I’m on a quest to understand how to define and use the uncertainty of a dynamical system without making any assumptions about the system’s structure. In the context of controls, in “Belief Space Planning Assuming Maximum Likelihood Observations” by Platt et al present B-LQR, an algorithm for computing controls while reasoning about expected changes in state uncertainty.

On the other hand, in “Meta-Learning Priors for Efficient Online Bayesian Regression” Harrison et al. present ALPaCA, a framework for Bayesian regression (which can be applied to a dynamical system) using a neural network with a variational last layer which provides a measure of output uncertainty.

I’m exploring whether I can combine these two, so here I provide a brief comparison of both. This post is part of a series on Active Learning for Dynamical Systems. Checkout the previous post here.

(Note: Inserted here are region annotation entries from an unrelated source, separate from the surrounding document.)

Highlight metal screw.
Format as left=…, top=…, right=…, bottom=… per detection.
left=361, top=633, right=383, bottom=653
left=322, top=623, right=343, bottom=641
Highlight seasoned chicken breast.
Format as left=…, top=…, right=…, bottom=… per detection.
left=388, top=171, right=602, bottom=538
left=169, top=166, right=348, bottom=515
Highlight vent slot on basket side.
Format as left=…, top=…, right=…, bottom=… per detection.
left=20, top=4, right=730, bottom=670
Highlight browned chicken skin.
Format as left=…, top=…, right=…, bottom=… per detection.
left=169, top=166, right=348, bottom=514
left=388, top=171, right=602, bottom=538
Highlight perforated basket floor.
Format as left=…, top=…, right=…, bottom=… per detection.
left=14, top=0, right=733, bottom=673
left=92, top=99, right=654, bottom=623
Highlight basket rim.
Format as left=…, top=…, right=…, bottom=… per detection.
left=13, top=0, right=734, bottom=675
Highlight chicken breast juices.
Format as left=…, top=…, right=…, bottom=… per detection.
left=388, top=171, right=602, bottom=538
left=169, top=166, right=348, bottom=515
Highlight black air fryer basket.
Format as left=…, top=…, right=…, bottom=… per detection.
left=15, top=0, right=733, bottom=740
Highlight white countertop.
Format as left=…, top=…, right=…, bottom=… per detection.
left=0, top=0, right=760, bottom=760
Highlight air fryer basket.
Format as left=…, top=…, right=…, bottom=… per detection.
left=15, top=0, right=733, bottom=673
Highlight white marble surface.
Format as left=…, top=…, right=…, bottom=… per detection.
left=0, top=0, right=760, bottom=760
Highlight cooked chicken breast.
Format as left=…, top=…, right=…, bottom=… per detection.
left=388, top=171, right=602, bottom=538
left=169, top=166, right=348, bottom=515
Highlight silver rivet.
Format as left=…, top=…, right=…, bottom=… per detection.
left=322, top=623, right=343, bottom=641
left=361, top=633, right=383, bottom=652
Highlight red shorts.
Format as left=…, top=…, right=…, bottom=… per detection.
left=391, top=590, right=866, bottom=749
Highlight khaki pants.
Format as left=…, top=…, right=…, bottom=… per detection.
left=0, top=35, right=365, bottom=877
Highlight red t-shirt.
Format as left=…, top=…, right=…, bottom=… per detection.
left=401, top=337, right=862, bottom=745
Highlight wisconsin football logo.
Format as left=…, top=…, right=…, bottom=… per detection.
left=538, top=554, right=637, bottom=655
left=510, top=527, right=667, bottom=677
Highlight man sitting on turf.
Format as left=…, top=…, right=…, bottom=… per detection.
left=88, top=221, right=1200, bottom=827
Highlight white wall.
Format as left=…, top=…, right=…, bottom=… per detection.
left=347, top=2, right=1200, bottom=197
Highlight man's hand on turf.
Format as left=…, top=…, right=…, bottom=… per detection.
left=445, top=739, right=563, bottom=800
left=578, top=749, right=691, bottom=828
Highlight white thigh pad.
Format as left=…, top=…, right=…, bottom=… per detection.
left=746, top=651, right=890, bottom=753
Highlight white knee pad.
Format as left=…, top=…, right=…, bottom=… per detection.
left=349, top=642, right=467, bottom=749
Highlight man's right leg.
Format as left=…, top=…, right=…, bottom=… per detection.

Bayesian Regression with ALPaCA

ALPaCA is basically a function approximator with extra bells and whistles to shape its inductive bias using samples of the functions it expects to find at test time. In ALPaCA, we have a distribution (which defines uncertainty) over the parameters of the last layer, which are updated based on a Bayesian update that uses the observed data. In the context of dynamical systems, the function we approximate is one whose inputs are actions and state, and the outputs are an expected next state. There is no control going on here. Uncertainty updates are done using observed data and updating our distribution over the last layer. This distribution is then used to form an estimate of the uncertainty of the function output.

Belief Space Planning with B-LQR

This paper on the other hand, B-LQR has uncertainty over state, and they use an extended Kalman filter to estimate mean and covariances of a belief.
Unlike ALPaCA, their algorithm also generates a control trajectory using an extension of a linear quadratic regulator. A clever part of B-LQR is that they make long-horizon control plans (which require some measure of uncertainty), by assuming the next measurements will be the current belief mean (i.e., max likelihood estimate) propagated one step forward using the dynamics model

What’s Next?

Two ideas: now that we have a formalism for uncertainty in a dynamics model, how can we combine it with the planning in B-LQR? I’m going to try to write down a version of the expected next state that accounts for the last layer update in ALPaCA. If this works, it will be an uncertainty aware planner that uses a neural network for the system dynamics. Cool.